Dybdahl will work to keep capital here

Posted: Wednesday, September 29, 2004

After serving on the city Planning Commission for 15 years, Johan Dybdahl decided it's time for a change.

Dybdahl, 57, is running for a districtwide Assembly seat this October. This is his first time running for public office.

"I don't consider the Planning Commission a stepping stone," Dybdahl said. "I want to share some of that experience. I can offer my expertise in zoning and planning."

Dybdahl was unopposed until Sybil Davis, executive director of the Juneau Arts and Humanities Council, rejoined the race Tuesday as a write-in after dropping out as a ballot candidate.

Dybdahl said he wants to serve on the Assembly for the same reason he has served on the Planning Commission.

"I have to meet my obligations as a citizen," he said. "When I first worked for Sealaska Corp., my boss encouraged all the employees to get involved in the community. Since I had some background in housing and property management, he encouraged me to apply for the Planning Commission."

Dybdahl said if elected, he will keep working with other Southeast Alaskan communities to keep the state capital in Juneau.
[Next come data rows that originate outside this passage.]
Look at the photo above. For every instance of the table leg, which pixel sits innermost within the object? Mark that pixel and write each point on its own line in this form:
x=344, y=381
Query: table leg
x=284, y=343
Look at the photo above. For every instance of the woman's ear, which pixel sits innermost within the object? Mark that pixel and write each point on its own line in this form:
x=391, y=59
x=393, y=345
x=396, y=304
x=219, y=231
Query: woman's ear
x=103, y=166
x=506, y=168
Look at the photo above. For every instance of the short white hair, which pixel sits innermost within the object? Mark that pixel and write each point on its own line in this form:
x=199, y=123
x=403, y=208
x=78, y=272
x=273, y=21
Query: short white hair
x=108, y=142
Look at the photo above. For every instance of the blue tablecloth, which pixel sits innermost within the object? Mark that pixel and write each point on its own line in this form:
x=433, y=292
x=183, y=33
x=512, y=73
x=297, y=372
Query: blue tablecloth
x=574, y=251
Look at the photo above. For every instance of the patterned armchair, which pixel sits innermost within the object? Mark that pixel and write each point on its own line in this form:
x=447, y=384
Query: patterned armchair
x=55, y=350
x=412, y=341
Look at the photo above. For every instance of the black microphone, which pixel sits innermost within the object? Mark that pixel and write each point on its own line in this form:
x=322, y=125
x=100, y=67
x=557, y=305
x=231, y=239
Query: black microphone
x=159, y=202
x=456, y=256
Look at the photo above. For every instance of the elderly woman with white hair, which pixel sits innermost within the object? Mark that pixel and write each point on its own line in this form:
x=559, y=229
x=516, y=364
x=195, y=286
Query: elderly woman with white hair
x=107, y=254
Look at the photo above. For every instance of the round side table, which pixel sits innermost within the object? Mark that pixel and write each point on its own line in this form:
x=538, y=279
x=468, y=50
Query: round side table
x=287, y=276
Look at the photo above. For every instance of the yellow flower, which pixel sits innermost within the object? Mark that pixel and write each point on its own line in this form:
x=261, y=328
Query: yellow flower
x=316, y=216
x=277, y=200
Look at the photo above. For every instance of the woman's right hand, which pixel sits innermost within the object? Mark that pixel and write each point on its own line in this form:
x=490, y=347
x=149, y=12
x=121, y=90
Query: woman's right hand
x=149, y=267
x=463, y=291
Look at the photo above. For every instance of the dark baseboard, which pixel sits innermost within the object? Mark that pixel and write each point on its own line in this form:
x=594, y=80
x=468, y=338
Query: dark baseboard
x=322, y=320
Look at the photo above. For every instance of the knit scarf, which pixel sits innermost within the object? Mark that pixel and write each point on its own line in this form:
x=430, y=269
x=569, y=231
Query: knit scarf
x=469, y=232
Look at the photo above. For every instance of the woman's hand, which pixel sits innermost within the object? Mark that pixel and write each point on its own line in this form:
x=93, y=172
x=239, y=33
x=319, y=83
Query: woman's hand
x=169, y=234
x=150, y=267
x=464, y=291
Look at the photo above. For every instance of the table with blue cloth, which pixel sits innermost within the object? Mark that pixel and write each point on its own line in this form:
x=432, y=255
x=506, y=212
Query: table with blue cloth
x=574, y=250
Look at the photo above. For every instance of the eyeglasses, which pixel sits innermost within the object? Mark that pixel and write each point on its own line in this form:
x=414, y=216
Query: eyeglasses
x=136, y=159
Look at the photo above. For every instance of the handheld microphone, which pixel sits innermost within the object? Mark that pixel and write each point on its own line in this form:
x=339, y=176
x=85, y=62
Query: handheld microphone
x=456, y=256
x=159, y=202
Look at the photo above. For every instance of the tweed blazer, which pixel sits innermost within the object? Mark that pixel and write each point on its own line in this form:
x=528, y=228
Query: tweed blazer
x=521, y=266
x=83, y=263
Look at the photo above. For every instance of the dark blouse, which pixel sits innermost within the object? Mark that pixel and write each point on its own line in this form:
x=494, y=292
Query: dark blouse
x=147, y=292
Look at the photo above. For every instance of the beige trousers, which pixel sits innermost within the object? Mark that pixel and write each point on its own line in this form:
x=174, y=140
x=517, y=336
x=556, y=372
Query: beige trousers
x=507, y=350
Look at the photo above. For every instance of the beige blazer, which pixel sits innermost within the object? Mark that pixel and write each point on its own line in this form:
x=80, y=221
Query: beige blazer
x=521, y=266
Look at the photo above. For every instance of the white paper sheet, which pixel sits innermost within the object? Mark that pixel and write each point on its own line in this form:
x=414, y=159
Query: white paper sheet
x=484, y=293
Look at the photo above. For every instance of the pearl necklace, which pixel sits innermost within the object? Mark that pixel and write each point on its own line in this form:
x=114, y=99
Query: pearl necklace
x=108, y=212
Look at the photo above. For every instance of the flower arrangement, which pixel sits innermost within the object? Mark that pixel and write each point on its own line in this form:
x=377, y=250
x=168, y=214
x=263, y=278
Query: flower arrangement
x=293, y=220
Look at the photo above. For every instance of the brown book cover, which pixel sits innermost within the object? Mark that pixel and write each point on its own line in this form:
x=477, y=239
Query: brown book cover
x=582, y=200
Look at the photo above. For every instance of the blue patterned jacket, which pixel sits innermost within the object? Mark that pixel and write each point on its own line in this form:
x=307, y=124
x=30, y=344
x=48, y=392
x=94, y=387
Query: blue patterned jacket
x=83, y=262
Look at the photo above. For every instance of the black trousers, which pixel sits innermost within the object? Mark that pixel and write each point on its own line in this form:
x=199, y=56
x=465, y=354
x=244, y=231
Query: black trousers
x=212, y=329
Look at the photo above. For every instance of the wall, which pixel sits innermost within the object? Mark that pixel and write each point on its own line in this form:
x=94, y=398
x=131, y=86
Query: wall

"Sometimes Juneau forgets that this is something we need to work on all the time," Dybdahl said. "Juneau is the regional center in the north half of Southeast Alaska. Ketchikan is the regional center in the south half. We have an interdependent relationship in Southeast Alaska."

Dybdahl said he knows Southeast Alaska well. He has lived and worked throughout the region.

He was born in Ketchikan. When he was 2 months old, the family moved to Icy Strait Point, about 112 miles from Hoonah. He went to high school in Sitka and attended college in Anchorage, where he aspired to be an elementary school teacher.

A job offer from Tlingit and Haida Regional Housing Authority brought him to Juneau, where he has lived for 29 years. His current company, Point Sophia Development, recently made Icy Strait Point a cruise ship destination.

Although he is developing Hoonah's tourism industry, Dybdahl said Juneau shouldn't depend too much on tourism.

"We need to have a more diversified economy. Tourism is a great part but it shouldn't be the only part of the economy," Dybdahl said. "Mining can be an opportunity. Fishing is starting to come back again. "

Dybdahl said Juneau needs to open up more developable lands.

"With very little developable lands available, the housing prices are high. That causes our young people to leave Juneau," Dybdahl said. "The city needs to expand sewer, water and other infrastructures to make more lands developable."

He said construction of the second crossing over the Gastineau Channel is essential for developing north Douglas Island.

While some people criticize him for being pro-development, Dybdahl said he doesn't like to be labeled.

"Some people make development sound like a dirty word. Some people make environmental conservation sound like a dirty word," Dybdahl said. "If you look at all perspectives, you can come up with a solution. And it's possibly the best solution."

Dybdahl said education is another top priority of his campaign.

"I raised five children here. I know how crowded the high school is," Dybdahl said. "Sitka is smaller than Juneau, but it has three high schools. We all competed. That was a lot of fun."

Dybdahl said he would like the Assembly to examine all the city's advisory committees to see if their functions are overlapping.

"We have so many advisory committees that it makes it difficult for people to make to these meetings," Dybdahl said. "The advisory committees should be conduits of information for the Assembly. They shouldn't be buffers."

Dybdahl said he knows he cannot accomplish all his goals by himself.

"I am not naive," Dybdahl said. "We have nine people on the Assembly. I need to have four people agree with me. But I am persuasive, and I listen carefully."